И тут я решил, что в этом заброшенном и пустынном месте я смогу быть счастливее, чем в каком-либо другом. И с этой мыслью я уж готов был возблагодарить Бога за то, что он привел меня сюда, но что-то – не знаю, что это было, – возмутилось во мне и не позволило произнести слова молитвы. «Как можешь ты так лицемерить, – произнес я прямо вслух, – притворяться благодарным за то положение, от которого, несмотря на все твои благие намерения быть им довольным, ты бы пламенно молил Бога избавить тебя?» Поэтому я и остановился. Но хотя я и не мог возблагодарить Бога за то, что оказался на острове, я искренне благодарил его за то, что глаза мои наконец открылись – пусть благодаря обрушившимся на меня несчастьям – на мою прошлую жизнь, что я способен оплакать мои старые грехи и раскаяться. И не было случая, чтобы я открывал Библию или закрывал ее, не возблагодарив Создателя, направлявшего руку моей старой лондонской приятельницы, когда она – без всякой просьбы с моей стороны – упаковала Библию вместе с товарами, и помогшего мне впоследствии спасти ее с затонувшего корабля.
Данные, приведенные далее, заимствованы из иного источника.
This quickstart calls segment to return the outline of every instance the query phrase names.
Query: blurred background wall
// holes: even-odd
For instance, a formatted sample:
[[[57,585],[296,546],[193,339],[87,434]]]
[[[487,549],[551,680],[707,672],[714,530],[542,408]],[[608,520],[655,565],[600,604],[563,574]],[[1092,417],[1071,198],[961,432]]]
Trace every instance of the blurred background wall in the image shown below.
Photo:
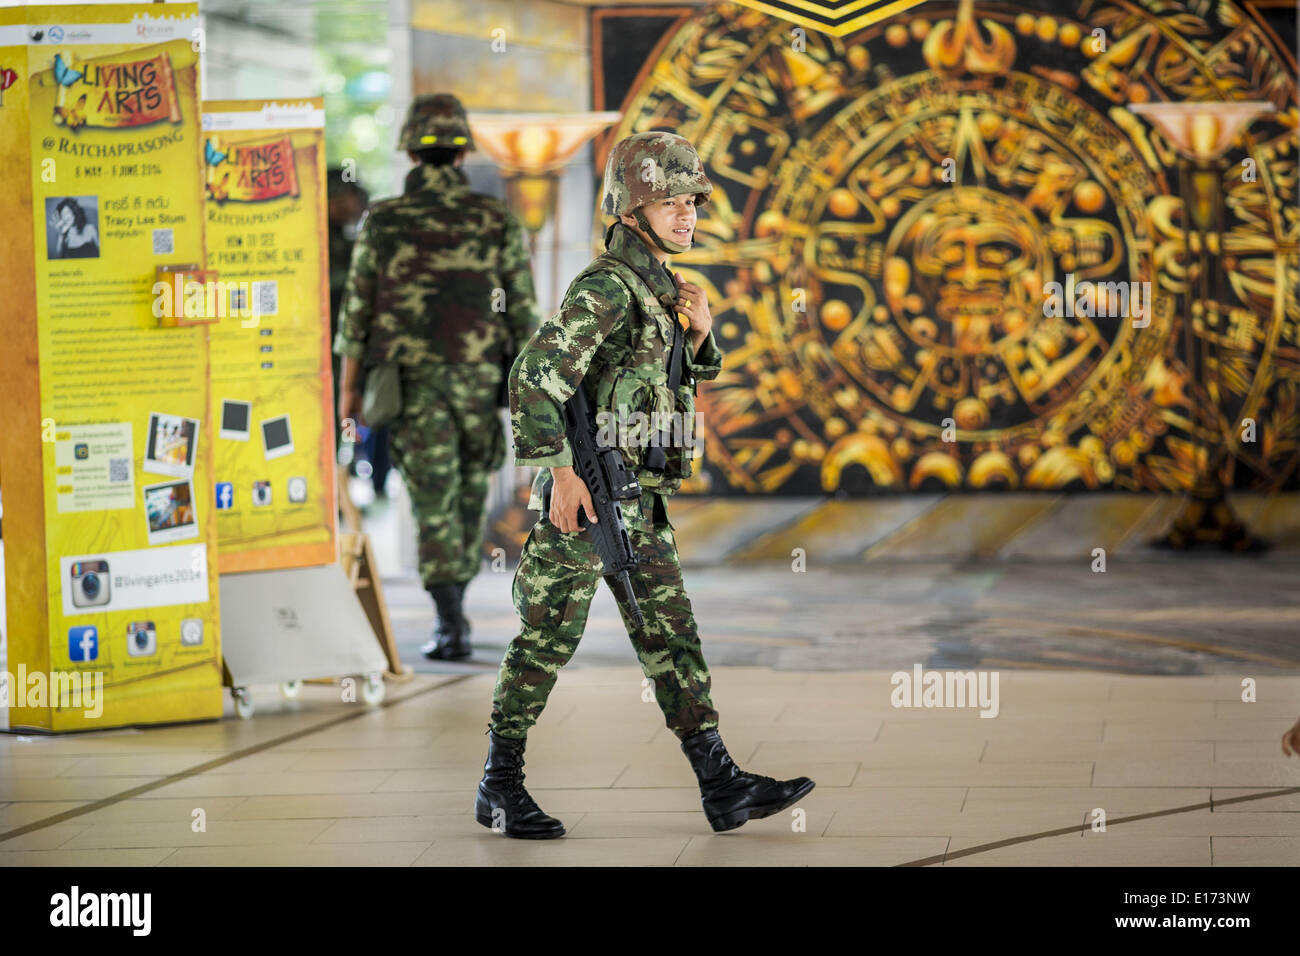
[[[845,36],[784,6],[214,0],[204,90],[323,90],[331,164],[374,196],[400,189],[412,94],[623,112],[557,176],[534,239],[546,314],[599,249],[612,140],[695,140],[718,192],[677,261],[730,358],[687,492],[1182,491],[1216,441],[1231,486],[1300,487],[1294,4],[927,0]],[[1189,368],[1178,157],[1126,106],[1245,98],[1277,112],[1225,157],[1228,278]],[[485,153],[467,172],[505,195]],[[1067,274],[1150,283],[1150,326],[1043,316]]]
[[[850,8],[838,28],[808,14]],[[1207,471],[1236,492],[1300,488],[1294,3],[204,10],[229,38],[205,95],[323,90],[330,162],[354,162],[374,197],[400,189],[414,94],[454,92],[476,122],[617,111],[554,174],[533,235],[543,316],[599,251],[611,143],[669,128],[698,145],[716,191],[675,265],[709,289],[727,359],[701,392],[687,496],[1179,495]],[[1244,100],[1274,112],[1217,167],[1207,295],[1186,163],[1128,107]],[[487,152],[466,169],[507,195],[513,173]],[[1149,321],[1106,301],[1044,315],[1047,283],[1069,276],[1149,289]],[[508,550],[528,478],[507,467],[493,491]]]
[[[203,0],[199,11],[205,99],[323,96],[329,164],[349,164],[372,195],[401,189],[406,0]]]
[[[844,37],[695,12],[613,131],[677,129],[721,192],[677,260],[729,356],[694,488],[1182,491],[1220,442],[1230,484],[1296,487],[1294,37],[1249,2],[926,2]],[[1276,112],[1224,157],[1202,301],[1178,154],[1127,105],[1247,99]],[[1045,316],[1067,274],[1150,283],[1149,325]]]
Таково было состояние моего духа, когда начался третий год моего заточения. Я не хотел утомлять читателя мелочными подробностями, а потому второй год моей жизни на острове описан у меня не так обстоятельно, как первый. Все же нужно сказать, что я и в этот год редко оставался праздным. Я строго распределил свое время соответственно занятиям, которым я предавался в течение дня. На первом плане стояли религиозные обязанности и чтение Священного Писания, – им я неизменно отводил известное время три раза в день. Вторым из ежедневных моих дел была охота, занимавшая у меня часа по три каждое утро, когда не было дождя. Третьим делом была сортировка, сушка и приготовление убитой или пойманной дичи; на эту работу уходила большая часть дня. При этом следует принять в расчет, что, начиная с полудня, когда солнце подходило к зениту, наступал такой гнетущий зной, что не было возможности даже двигаться; затем оставалось еще не более четырех вечерних часов, которые я мог уделить работе. Случалось и так, что я менял часы охоты и домашних занятий: поутру работал, а перед вечером выходил на охоту.
У меня не только было мало времени, которое я мог посвящать работе, но она стоила мне также невероятных усилий и подвигалась очень медленно. Сколько часов терял я из-за отсутствия инструментов, помощников и недостатка сноровки! Так, например, я потратил сорок два дня только на то, чтобы сделать доску для длинной полки в моем погребе, между тем как два плотника, имея необходимые инструменты, выпиливают из одного дерева шесть таких досок в полдня.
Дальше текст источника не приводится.